Koalition will Corona-Beschränkungen nicht mehr nur an den Inzidenzwert koppeln

Das Wichtigste in Kürze
- Union und SPD einigen sich auf Änderungen im Infektionsschutzgesetz.
Wenn es künftig darum gehe, Schutzmassnahmen aufzuheben oder einzuschränken, sollten weitere Faktoren berücksichtigt werden - nämlich die Zahl der gegen Covid-19 geimpften Menschen sowie der so genannte R-Wert, der angibt, wie viele andere Menschen ein Infizierter im Schnitt ansteckt: Dies geht aus einem Gesetzentwurf von Union und SPD hervor, der AFP am Dienstag vorlag.
Das Infektionsschutzgesetz soll der Vorlage zufolge entsprechend der Einigung von Union und SPD geändert werden. In der Praxis könnte die Änderung bedeuten, dass Lockdown-Öffnungen früher erfolgen können, als wenn lediglich der Inzidenzwert der alleinige Massstab für die Lockerungsentscheidung ist.
In die Neufassung des Gesetzes soll zudem die von der ständigen Impfkommission vorgeschlagene Priorisierung der Corona-Impfungen aufgenommen werden. In das Gesetz würde dadurch ein Absatz eingefügt, der die Bedingungen benennt, unter denen Bürgerinnen und Bürger prioritär geimpft werden - etwa «Personen mit einem besonders hohen Risiko für einen schweren oder tödlichen Krankheitsverlauf».
Die Änderung ist an das «Gesetz zur Fortgeltung der epidemischen Lage» gekoppelt. Es soll am Donnerstag im Bundestag verabschiedet werden und am 1. April in Kraft treten.
«Gerichte haben zuletzt entschieden, dass es bei der Verhängung der Schutzmassnahmen nicht ausreicht, allein auf den Inzidenzwert zu schauen», sagte SPD-Fraktionsvize Dirk Wiese der «Welt» zur Begründung der Gesetzesänderung. «Auch andere Faktoren wie Impfquote oder R-Wert sollten bei einschneidenden Schutzmassnahmen in Betracht gezogen werden.»

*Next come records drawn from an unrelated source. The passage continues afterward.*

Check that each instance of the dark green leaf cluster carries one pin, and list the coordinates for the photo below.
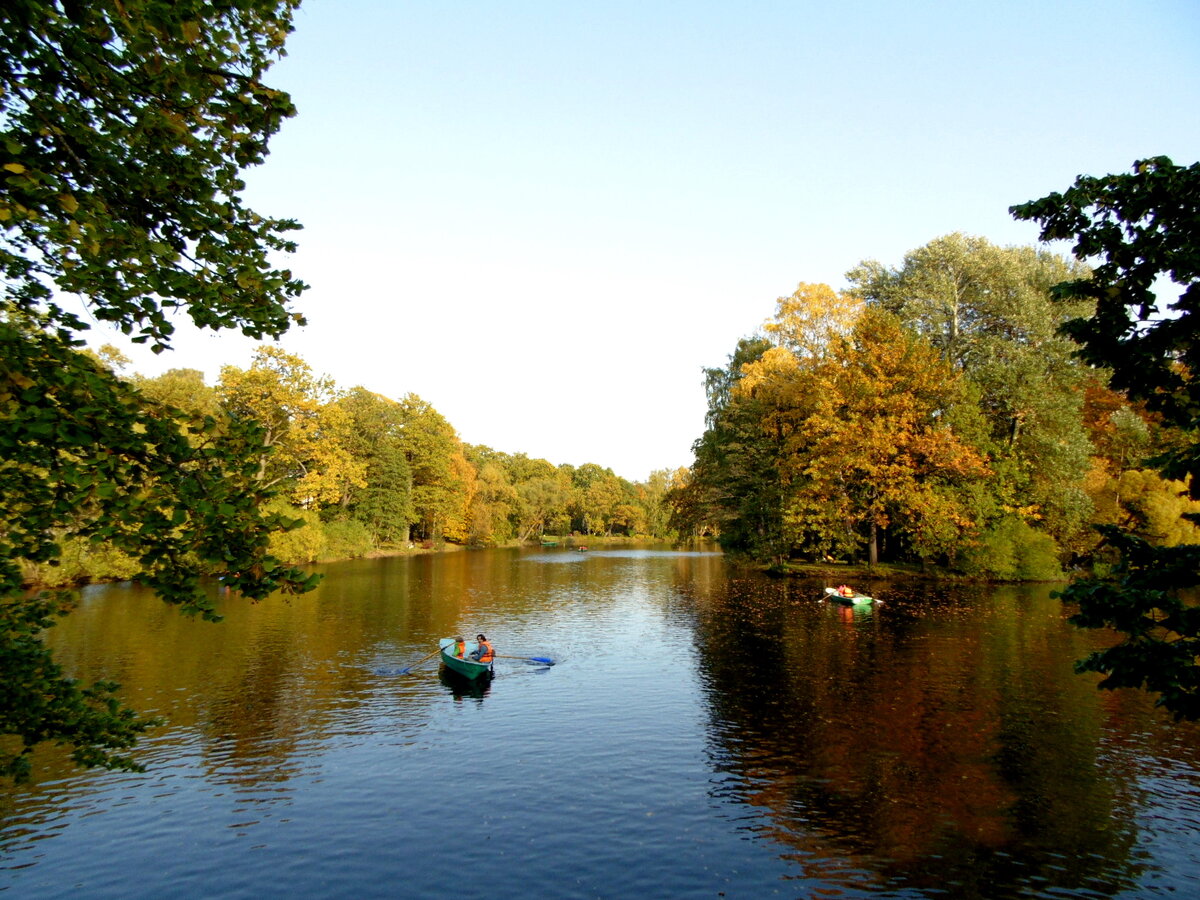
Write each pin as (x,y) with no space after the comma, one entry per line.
(124,127)
(1140,227)
(1143,601)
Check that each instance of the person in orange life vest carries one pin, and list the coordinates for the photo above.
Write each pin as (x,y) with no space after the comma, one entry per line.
(484,653)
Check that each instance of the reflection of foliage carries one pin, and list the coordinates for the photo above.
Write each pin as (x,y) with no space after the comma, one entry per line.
(40,705)
(124,129)
(941,745)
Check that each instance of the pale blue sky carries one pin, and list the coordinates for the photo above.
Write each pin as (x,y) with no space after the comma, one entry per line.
(545,217)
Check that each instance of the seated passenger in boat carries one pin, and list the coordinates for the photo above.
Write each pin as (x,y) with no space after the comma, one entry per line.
(484,652)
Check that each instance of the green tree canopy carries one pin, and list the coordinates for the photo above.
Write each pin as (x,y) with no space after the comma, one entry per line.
(1141,227)
(124,129)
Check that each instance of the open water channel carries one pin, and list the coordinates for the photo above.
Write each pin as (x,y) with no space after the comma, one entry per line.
(705,732)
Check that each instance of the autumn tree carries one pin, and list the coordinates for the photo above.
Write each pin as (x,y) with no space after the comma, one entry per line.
(867,441)
(1139,228)
(124,130)
(384,502)
(989,312)
(305,432)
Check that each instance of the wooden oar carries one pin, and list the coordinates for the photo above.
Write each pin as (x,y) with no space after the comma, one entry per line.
(544,660)
(406,670)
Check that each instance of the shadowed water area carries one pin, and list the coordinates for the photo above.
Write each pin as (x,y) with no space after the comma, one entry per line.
(705,732)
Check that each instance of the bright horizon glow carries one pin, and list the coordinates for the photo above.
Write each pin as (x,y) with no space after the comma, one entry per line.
(546,220)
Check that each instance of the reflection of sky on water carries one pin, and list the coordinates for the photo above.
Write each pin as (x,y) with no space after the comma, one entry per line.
(705,730)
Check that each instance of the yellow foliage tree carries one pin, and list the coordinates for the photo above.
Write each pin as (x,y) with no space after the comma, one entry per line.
(305,432)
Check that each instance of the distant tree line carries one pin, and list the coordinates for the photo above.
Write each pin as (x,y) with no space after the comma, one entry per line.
(357,472)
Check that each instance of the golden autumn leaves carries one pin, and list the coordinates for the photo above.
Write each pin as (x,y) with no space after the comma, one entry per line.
(859,409)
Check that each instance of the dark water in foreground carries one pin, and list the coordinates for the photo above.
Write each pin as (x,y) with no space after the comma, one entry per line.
(705,733)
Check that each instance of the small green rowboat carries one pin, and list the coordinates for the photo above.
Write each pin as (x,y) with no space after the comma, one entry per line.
(463,665)
(853,599)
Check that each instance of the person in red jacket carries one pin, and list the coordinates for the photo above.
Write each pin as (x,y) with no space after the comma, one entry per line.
(484,653)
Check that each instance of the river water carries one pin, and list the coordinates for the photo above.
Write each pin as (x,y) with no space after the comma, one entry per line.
(705,732)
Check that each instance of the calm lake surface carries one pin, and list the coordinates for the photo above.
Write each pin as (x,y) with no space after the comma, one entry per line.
(706,732)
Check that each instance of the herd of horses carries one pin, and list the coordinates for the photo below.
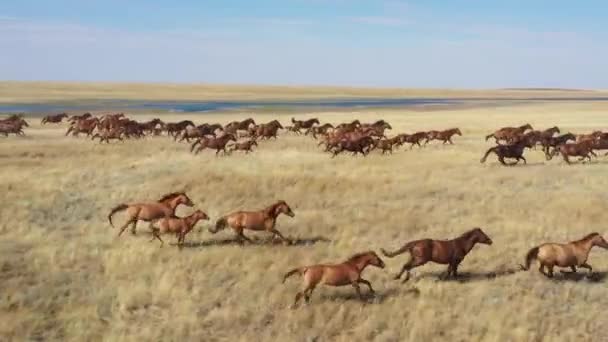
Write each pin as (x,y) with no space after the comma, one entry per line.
(511,143)
(162,219)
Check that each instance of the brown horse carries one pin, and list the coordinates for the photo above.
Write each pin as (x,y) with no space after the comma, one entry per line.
(512,151)
(180,226)
(583,149)
(262,220)
(445,136)
(509,133)
(244,146)
(150,211)
(572,254)
(56,118)
(450,252)
(219,144)
(346,273)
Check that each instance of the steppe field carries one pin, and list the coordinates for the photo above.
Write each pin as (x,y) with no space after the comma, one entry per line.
(64,274)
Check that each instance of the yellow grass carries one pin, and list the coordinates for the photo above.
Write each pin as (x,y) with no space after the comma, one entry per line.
(65,276)
(33,92)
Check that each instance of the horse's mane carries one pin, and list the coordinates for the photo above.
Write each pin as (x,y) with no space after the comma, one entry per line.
(171,195)
(589,236)
(358,255)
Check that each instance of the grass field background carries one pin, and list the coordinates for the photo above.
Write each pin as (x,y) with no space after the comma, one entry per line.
(66,276)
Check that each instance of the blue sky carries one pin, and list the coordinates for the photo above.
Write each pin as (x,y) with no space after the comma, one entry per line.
(380,43)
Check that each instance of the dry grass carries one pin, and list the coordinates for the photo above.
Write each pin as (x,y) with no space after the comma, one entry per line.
(34,92)
(65,276)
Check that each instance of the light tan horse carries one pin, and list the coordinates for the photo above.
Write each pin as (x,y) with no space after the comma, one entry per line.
(180,226)
(572,254)
(150,211)
(262,220)
(346,273)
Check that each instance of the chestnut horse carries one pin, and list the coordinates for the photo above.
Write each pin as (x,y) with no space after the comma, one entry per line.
(445,136)
(509,133)
(346,273)
(265,219)
(512,151)
(178,225)
(450,252)
(219,144)
(572,254)
(57,118)
(150,211)
(583,149)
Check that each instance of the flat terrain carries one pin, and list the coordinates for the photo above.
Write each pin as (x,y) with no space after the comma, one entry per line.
(36,92)
(64,275)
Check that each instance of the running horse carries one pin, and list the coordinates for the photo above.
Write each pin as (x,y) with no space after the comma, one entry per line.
(450,252)
(445,136)
(342,274)
(150,211)
(572,254)
(262,220)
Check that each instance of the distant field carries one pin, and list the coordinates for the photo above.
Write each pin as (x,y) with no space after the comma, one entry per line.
(65,276)
(36,92)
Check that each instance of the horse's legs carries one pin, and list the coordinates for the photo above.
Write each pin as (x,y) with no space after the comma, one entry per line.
(587,266)
(361,280)
(276,232)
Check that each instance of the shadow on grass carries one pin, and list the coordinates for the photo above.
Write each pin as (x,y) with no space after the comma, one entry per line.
(257,242)
(376,298)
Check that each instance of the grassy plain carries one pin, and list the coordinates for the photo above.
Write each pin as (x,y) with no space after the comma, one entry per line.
(34,92)
(65,276)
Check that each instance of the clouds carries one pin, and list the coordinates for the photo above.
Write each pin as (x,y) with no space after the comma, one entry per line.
(283,50)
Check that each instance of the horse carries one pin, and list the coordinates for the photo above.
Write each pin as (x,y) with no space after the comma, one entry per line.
(583,149)
(150,211)
(513,151)
(445,135)
(262,220)
(509,133)
(244,146)
(554,142)
(303,124)
(572,254)
(56,118)
(219,144)
(178,225)
(450,252)
(345,273)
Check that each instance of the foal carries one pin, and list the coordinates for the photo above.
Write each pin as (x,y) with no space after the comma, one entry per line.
(265,219)
(346,273)
(450,252)
(150,211)
(571,254)
(178,225)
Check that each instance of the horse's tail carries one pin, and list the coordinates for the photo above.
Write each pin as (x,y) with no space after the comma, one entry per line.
(119,207)
(532,254)
(219,225)
(299,270)
(485,156)
(401,250)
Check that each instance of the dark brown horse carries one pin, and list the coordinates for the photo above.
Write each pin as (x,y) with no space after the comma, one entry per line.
(345,273)
(54,118)
(572,254)
(219,144)
(583,149)
(150,211)
(508,134)
(180,226)
(261,220)
(450,252)
(512,151)
(444,136)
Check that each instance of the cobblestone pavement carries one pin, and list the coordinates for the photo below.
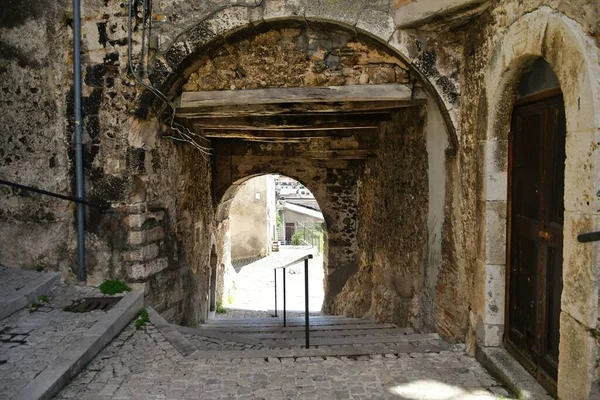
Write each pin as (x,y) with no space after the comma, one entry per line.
(14,279)
(33,337)
(142,364)
(254,284)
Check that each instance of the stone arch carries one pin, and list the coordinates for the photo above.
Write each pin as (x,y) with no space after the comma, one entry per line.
(226,198)
(573,56)
(239,20)
(212,291)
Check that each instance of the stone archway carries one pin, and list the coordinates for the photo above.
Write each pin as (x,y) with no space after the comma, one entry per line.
(212,291)
(204,34)
(400,293)
(573,57)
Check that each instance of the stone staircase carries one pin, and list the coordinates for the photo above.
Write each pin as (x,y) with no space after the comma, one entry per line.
(329,336)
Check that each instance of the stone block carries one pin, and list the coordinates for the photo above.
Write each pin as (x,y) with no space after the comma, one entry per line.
(582,172)
(496,175)
(90,37)
(495,284)
(229,20)
(344,11)
(278,9)
(141,254)
(492,335)
(577,362)
(416,13)
(581,265)
(377,23)
(495,235)
(573,56)
(144,270)
(404,44)
(147,236)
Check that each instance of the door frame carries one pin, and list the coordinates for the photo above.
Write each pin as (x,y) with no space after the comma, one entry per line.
(535,35)
(534,369)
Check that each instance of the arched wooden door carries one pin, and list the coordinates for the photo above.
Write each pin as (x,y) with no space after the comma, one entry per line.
(536,215)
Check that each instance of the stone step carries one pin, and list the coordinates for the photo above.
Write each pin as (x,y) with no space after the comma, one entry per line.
(313,328)
(351,340)
(322,351)
(327,333)
(273,322)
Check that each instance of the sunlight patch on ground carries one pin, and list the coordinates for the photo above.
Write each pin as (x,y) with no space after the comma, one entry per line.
(434,390)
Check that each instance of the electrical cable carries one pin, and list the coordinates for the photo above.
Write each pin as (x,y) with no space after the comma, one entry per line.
(186,137)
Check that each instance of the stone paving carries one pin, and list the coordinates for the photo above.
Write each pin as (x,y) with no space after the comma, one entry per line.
(254,283)
(33,337)
(15,279)
(142,364)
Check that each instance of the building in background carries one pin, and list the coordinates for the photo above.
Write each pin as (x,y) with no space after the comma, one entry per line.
(253,218)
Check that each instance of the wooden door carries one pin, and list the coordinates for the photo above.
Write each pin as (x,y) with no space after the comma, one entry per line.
(536,210)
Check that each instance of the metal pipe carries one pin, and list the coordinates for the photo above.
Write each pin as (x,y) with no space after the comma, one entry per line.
(306,320)
(52,194)
(79,183)
(284,309)
(275,274)
(589,237)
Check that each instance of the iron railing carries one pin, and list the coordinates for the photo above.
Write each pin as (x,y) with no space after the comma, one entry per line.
(306,319)
(103,206)
(589,237)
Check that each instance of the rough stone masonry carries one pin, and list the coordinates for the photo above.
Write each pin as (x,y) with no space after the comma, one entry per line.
(416,214)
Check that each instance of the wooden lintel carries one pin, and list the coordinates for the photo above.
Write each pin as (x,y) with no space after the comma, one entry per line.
(309,94)
(363,107)
(287,134)
(291,121)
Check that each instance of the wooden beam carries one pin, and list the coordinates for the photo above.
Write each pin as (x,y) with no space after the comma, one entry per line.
(295,121)
(348,93)
(296,108)
(284,135)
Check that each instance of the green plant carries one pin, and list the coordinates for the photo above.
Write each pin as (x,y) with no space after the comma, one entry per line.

Unionsfraktionsvize Thorsten Frei (CDU) sagte der «Welt»: «Der Inzidenzwert bleibt der markanteste und wichtigste Frühindikator für die Feststellung der Infektionsgefahr.» Mit den Änderungen entwickle die Koalition das Infektionsschutzgesetz nun allerdings der neuen Lage entsprechend fort.
«Wenn über 80-Jährige zunehmend geimpft werden, sinkt die Zahl derer, die das Gesundheitssystem wegen schwerer Verläufe in Anspruch nehmen», sagte Frei. «Das muss künftig bei der Festlegung von Schutzmassnahmen berücksichtigt werden. Wir stellen ausserdem klar, dass die höhere Infektiosität von Virusvarianten in den Blick genommen wird.»